Isolation and Rationale for the Formation of Isomeric Decarbamoylmitomycin C- N-deoxyadenosine Adducts in DNA.

机构信息

John Jay College of Criminal Justice , 524 West 59th Street , New York , New York 10019 , United States.

Departamento de Química Orgánica, Facultade de Química , Universidade de Santiago de Compostela , 15782 Santiago de Compostela , Spain.

出版信息

Chem Res Toxicol. 2018 Aug 20;31(8):762-771. doi: 10.1021/acs.chemrestox.8b00102. Epub 2018 Aug 2.

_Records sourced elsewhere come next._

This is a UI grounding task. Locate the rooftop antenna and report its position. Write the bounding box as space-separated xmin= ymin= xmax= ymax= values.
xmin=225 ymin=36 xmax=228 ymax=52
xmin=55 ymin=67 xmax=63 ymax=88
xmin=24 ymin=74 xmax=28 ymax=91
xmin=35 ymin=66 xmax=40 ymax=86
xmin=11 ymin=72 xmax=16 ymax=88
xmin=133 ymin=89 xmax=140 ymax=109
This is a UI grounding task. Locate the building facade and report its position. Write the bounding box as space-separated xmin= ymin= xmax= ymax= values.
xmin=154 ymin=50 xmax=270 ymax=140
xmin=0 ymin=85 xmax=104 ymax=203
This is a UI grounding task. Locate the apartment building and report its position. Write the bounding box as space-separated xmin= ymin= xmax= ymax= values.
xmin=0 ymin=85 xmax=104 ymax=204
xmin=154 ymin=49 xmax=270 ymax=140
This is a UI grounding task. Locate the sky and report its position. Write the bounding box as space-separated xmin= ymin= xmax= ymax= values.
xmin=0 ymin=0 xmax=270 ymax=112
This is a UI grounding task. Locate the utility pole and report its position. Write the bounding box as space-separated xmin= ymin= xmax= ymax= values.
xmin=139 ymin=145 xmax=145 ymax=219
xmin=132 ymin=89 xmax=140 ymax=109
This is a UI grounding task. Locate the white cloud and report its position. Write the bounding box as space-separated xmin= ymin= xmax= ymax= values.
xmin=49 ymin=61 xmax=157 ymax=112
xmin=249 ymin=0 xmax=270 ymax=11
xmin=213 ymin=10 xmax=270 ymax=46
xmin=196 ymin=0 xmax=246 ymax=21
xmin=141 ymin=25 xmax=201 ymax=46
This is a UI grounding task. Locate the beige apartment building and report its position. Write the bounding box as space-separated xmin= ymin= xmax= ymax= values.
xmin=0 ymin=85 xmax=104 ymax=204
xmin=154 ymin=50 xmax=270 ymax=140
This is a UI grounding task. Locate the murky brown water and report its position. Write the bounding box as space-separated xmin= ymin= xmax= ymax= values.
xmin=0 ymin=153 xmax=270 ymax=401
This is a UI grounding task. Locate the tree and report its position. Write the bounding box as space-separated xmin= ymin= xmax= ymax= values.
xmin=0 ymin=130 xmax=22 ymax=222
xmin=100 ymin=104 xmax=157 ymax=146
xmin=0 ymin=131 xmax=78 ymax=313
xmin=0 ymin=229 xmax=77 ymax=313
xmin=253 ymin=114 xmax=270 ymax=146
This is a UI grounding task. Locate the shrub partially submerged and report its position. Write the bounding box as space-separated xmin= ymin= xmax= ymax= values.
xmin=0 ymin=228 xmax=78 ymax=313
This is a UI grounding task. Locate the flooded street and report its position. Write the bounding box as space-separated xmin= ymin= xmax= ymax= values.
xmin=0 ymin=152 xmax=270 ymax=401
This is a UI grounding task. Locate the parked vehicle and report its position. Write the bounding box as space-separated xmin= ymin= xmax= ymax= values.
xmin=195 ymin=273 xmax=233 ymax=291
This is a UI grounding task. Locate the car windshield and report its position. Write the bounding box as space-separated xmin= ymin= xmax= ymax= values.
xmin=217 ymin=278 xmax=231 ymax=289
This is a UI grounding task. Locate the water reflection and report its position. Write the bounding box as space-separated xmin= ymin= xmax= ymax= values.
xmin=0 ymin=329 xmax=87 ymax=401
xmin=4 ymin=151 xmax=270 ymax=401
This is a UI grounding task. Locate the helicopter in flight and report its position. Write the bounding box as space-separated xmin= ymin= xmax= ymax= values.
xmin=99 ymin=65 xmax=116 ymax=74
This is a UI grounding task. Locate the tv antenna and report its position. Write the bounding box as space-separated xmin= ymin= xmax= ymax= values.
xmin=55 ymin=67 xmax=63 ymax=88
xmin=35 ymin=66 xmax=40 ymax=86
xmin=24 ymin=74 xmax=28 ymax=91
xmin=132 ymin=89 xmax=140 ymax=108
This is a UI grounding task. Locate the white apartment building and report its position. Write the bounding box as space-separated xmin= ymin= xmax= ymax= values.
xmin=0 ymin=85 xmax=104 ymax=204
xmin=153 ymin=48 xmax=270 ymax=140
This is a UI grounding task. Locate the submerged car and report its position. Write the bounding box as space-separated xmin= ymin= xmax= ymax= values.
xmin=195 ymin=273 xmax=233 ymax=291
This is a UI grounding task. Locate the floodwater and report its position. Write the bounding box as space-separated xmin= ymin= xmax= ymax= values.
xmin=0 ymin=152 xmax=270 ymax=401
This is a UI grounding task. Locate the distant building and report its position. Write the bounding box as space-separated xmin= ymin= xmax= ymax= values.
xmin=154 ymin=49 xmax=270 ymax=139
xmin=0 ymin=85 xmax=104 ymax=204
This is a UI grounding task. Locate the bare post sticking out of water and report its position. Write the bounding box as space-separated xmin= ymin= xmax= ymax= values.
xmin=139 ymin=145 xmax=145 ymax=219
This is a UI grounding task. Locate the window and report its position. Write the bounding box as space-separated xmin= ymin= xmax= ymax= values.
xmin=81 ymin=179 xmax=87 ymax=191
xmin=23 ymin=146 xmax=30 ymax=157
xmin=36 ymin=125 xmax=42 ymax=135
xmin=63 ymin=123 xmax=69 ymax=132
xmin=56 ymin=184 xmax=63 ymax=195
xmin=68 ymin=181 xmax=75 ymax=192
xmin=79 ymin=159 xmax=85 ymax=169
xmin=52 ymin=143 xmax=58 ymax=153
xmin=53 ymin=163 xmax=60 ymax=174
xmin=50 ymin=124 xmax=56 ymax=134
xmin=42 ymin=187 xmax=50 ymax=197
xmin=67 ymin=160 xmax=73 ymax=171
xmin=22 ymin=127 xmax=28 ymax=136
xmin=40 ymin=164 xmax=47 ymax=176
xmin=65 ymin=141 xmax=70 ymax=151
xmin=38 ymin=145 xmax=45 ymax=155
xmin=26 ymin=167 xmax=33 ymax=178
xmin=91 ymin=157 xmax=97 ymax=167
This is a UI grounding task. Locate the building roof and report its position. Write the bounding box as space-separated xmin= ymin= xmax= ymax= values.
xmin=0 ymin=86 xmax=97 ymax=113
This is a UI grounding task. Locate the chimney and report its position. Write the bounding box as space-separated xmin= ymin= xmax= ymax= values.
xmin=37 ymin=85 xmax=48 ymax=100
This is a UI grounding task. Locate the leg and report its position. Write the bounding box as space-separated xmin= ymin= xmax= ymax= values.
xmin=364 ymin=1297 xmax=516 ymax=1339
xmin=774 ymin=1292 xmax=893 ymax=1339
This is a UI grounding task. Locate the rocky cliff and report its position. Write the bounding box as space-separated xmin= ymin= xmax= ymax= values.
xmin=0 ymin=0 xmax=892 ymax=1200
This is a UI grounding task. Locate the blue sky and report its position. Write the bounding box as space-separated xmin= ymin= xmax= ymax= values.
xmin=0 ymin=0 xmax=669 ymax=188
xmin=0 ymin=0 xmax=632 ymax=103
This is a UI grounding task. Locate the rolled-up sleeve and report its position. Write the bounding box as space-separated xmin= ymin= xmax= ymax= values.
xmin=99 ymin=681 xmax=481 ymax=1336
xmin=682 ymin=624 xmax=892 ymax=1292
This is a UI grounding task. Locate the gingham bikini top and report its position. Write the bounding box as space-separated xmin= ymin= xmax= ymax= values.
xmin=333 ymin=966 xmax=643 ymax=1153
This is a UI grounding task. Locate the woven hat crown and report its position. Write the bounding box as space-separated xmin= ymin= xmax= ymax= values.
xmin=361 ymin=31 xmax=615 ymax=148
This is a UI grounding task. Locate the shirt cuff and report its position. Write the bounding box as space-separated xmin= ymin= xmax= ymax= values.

DOI:10.1021/acs.chemrestox.8b00102
PMID:30035537
原文链接:https://pmc.ncbi.nlm.nih.gov/articles/PMC7061421/
Abstract

Mitomycin C (MC) is an anticancer agent that alkylates DNA to form monoadducts and interstrand cross-links. Decarbamoylmitomycin C (DMC) is an analogue of MC lacking the carbamate on C10. The major DNA adducts isolated from treatment of culture cells with MC and DMC are N-deoxyguanosine (dG) adducts and adopt an opposite stereochemical configuration at the dG-mitosene bond. To elucidate the molecular mechanisms of DMC-DNA alkylation, we have reacted short oligonucleotides, calf thymus, and M. luteus DNA with DMC using biomimetic conditions. These experiments revealed that DMC is able to form two stereoisomeric deoxyadenosine (dA) adducts with DNA under bifuntional reduction conditions and at low temperature. The dA-DMC adducts formed were detected and quantified by HPLC analysis after enzymatic digestion of the alkylated DNA substrates. Results revealed the following rules for DMC dA alkylation: (i) DMC dA adducts are formed at a 48- to 4-fold lower frequency than dG adducts, (ii) the 5'-phosphodiester linkage of the dA adducts is resistant to snake venom diesterase, (iii) end-chain dA residues are more reactive than internal ones in duplex DNA, and (iv) nucleophilic addition by dA occurs on both faces of DMC and the ratio of stereoisomeric dA adducts formed is dependent on the end bases located at the 3' or 5' position. A key finding was to discover that temperature plays a determinant role in the regioselectivity of duplex DNA alkylation by DMC: at 0 °C, both dA and dG alkylation occur, whereas at 37 °C, DMC preferentially alkylates dG residues.

摘要

丝裂霉素 C(MC)是一种抗癌药物,可使 DNA 烷化形成单加合物和链间交联。去甲酰丝裂霉素 C(DMC)是 MC 的类似物,缺少 C10 上的氨基甲酰基。从用 MC 和 DMC 处理培养细胞中分离出的主要 DNA 加合物是 N-脱氧鸟嘌呤(dG)加合物,并在 dG-丝裂霉素键处具有相反的立体化学构型。为了阐明 DMC-DNA 烷化的分子机制,我们使用仿生条件使短寡核苷酸、小牛胸腺和 M. luteus DNA 与 DMC 反应。这些实验表明,在双功能还原条件下和低温下,DMC 能够形成两种立体异构脱氧腺苷(dA)与 DNA 的加合物。通过对烷基化 DNA 底物进行酶消化,通过 HPLC 分析检测和定量检测形成的 dA-DMC 加合物。结果揭示了 DMC dA 烷化的以下规则:(i)DMC dA 加合物的形成频率比 dG 加合物低 48-4 倍,(ii)dA 加合物的 5'-磷酸二酯键对蛇毒二酯酶具有抗性,(iii)双链 DNA 中末端链的 dA 残基比内部的 dA 残基更具反应性,以及(iv)dA 的亲核加成发生在 DMC 的两面,形成的立体异构 dA 加合物的比例取决于位于 3'或 5'位置的末端碱基。一个关键的发现是发现温度在 DMC 对双链 DNA 的区域选择性烷化中起着决定性的作用:在 0°C 时,dA 和 dG 烷化都会发生,而在 37°C 时,DMC 优先烷基化 dG 残基。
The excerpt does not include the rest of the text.